Many were probably telling the truth, he said, but that did not make them any less responsible.

“They applauded as Hitler closed down the independent newspaper and television stations and only gave them his propaganda,” Cronkite said. “When they did not rise up and say, ‘Give us a free press,’ they became just as guilty.”

OK, maybe it's just me. But he is comparing the military to the Nazis--an analogy that's got to be getting a little worn out these days.

UPDATE: ScrappleFace has the inevitable denouement to this story. Of course, Cronkite should have seen it coming from a mile away.

UPDATE: As James Taranto notes, "Ah yes, the Weimar Republic--the Golden Age of Television."

SPEAKING OF GODWIN'S LAW

U.S. News & World Report's John Leo writes that the left has lost its moral bearings:

Everywhere you turn these days, someone on the left is denouncing President Bush as Hitler, Satan, a terrorist or a tyrannical emperor. A Yale law professor said Bush is "the most dangerous man on Earth." A famous editor referred to Bush as "a lawn jockey" and "Pinocchio."

Some of the angry rhetoric flirts with the fringe idea that the United States planned the terrorist attacks. A Purdue professor said "there is no ground to be certain" that America and Israel aren't behind the 9/11 attacks. A Columbia law professor compared 9/11 to the Reichstag fire in Nazi Germany -- Bush is not responsible for 9/11, he said, but he exploited a national disaster to suspend civil liberties, just like Hitler.
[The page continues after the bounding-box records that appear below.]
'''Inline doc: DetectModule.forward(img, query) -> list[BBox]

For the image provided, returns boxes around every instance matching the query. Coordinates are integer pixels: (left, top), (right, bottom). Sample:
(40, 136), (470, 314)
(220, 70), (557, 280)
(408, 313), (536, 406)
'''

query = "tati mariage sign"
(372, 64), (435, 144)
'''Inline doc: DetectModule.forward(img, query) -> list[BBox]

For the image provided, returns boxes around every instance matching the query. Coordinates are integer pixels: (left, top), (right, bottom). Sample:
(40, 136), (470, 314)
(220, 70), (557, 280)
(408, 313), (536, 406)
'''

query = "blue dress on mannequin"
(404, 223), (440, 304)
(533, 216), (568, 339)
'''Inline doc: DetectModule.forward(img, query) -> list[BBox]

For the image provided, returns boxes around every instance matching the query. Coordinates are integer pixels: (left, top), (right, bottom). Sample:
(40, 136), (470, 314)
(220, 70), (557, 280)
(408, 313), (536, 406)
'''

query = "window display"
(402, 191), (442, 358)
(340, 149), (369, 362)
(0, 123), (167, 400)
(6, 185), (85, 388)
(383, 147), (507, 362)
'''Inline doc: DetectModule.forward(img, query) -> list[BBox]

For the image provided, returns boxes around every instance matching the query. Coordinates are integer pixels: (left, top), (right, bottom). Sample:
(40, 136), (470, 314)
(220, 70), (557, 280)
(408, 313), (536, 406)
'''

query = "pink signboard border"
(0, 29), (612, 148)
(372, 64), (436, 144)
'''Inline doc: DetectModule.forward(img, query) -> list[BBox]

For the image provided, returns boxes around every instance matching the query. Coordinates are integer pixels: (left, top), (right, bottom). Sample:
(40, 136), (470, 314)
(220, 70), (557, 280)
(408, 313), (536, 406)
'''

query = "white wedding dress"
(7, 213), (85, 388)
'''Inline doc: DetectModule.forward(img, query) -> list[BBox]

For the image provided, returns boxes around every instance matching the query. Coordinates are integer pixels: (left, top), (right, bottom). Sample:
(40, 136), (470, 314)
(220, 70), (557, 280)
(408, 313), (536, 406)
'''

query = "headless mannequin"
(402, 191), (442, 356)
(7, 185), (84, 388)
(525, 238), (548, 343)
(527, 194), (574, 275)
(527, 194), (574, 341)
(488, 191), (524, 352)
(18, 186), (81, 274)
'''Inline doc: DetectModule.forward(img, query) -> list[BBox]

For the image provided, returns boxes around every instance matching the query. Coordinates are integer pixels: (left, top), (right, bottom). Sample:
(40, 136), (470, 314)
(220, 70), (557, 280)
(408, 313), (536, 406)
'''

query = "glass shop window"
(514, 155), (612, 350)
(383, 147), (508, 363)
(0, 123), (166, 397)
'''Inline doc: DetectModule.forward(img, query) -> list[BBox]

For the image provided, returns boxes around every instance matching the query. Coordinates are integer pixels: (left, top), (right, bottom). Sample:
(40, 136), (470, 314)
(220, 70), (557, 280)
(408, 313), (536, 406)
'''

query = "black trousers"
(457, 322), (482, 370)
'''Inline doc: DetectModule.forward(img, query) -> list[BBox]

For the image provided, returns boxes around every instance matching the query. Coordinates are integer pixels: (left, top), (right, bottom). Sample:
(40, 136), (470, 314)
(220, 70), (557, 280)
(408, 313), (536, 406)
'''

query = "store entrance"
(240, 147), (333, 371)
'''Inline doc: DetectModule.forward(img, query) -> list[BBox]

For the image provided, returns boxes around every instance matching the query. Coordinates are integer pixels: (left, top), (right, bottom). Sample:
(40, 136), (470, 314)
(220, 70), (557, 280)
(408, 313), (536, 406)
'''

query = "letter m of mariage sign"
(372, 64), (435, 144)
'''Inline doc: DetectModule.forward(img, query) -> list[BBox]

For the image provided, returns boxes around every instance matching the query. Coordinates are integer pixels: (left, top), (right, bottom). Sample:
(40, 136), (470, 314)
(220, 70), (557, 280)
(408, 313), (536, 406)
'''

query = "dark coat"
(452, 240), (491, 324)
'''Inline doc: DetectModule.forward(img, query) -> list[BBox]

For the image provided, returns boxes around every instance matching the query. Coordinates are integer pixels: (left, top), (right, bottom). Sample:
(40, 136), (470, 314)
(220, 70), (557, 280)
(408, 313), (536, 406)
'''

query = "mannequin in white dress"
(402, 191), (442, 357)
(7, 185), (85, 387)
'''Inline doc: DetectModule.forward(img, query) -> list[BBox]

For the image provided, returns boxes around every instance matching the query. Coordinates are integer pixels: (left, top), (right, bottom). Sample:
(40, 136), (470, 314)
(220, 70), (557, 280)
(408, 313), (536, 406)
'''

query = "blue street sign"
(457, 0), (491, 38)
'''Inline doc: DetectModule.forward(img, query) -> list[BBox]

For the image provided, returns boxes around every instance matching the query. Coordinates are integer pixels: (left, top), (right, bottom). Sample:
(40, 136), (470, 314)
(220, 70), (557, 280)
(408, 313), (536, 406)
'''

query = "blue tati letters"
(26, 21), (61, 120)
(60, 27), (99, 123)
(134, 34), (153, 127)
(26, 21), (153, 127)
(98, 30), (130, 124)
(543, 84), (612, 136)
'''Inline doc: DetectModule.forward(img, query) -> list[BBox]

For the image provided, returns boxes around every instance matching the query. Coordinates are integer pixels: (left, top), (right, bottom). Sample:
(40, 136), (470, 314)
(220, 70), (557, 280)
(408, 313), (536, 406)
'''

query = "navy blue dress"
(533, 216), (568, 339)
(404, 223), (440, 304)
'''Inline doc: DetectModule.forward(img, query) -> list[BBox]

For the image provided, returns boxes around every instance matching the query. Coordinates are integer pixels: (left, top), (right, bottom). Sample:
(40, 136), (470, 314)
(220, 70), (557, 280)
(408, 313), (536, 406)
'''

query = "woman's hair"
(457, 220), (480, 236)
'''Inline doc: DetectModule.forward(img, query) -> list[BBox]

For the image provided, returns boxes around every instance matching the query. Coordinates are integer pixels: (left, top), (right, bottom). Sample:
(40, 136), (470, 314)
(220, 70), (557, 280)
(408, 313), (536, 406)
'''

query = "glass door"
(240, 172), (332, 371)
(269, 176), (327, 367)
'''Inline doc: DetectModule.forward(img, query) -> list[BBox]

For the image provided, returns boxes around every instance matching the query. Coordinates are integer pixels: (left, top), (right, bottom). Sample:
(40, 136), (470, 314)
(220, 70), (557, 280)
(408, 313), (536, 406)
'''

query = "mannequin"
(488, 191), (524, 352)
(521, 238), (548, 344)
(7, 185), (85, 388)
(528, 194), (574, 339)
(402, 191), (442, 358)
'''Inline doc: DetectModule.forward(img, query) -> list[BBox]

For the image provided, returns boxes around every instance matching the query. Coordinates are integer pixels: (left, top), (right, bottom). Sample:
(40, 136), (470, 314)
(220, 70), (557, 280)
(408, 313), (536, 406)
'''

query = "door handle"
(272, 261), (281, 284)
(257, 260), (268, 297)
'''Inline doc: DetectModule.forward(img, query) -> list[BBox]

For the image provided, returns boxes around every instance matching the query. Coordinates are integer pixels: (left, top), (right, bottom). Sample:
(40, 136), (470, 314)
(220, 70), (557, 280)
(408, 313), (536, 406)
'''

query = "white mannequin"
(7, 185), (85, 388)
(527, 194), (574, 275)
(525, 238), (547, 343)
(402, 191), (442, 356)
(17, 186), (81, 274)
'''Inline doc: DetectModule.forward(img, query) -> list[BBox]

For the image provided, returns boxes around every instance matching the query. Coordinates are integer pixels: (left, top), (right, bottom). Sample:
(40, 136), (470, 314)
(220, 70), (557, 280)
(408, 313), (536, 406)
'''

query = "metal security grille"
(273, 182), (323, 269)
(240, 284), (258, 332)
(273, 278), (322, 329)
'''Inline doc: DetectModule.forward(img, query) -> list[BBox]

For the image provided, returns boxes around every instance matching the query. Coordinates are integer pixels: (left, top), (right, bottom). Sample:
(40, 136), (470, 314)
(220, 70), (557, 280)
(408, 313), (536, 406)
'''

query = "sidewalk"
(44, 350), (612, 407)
A Berkeley professor helpfully pointed out that some Indonesian groups think the U.S. planned the Bali bombing.

The rhetoric accurately reflects the current condition of much of the left -- bitter, stymied, alienated, politically impotent, full of loathing for America and the West, and totally unable to address the crisis wrought by 9/11, except to imply (or say) that the U.S. deserved to be attacked.

CAVANAUGH'S LAW?

Nice essay by Tim Cavanaugh on Daniel Pipes' new organization, Campus Watch, in Reason. I particularly liked this idea:

We may in fact need an update of Mike Godwin's Hitler constant, with a corollary that the first person to use the word "McCarthy" in a debate automatically forfeits the point.
Good plan.

THE PINK TRIANGLE

Found on The Wall Street Journal's Best of the Web Today section. I was tempted to call this "outrage of the week" when I first read it, then immediately came to my senses--it ranks fairly low in the outrage department compared to the rest of the headlines so far this week:

What's Next, Yellow Stars?
Nazi Germany forced homosexuals to wear pink triangles. Cleveland's WEWS-TV reports on a student Lakeland Community College "who we'll call Ian," whom the college tried to force to wear a Nazi-style triangle. "The assignment was to wear a pink triangle around school for the day as a symbol of gay rights and then write about the experience," the station reports. Ian objected to the assignment on moral grounds. "I asked 'What if a student were to feel uncomfortable with this--would there be an alternate assignment? [The instructor] said no."

Ian got an F and was threatened with expulsion, but WEWS says when it contacted the college, it backed down. "When NewsChannel5 spoke with Ian later in the day, his teacher had given him an apology note that read, in part, that the requirement was waived."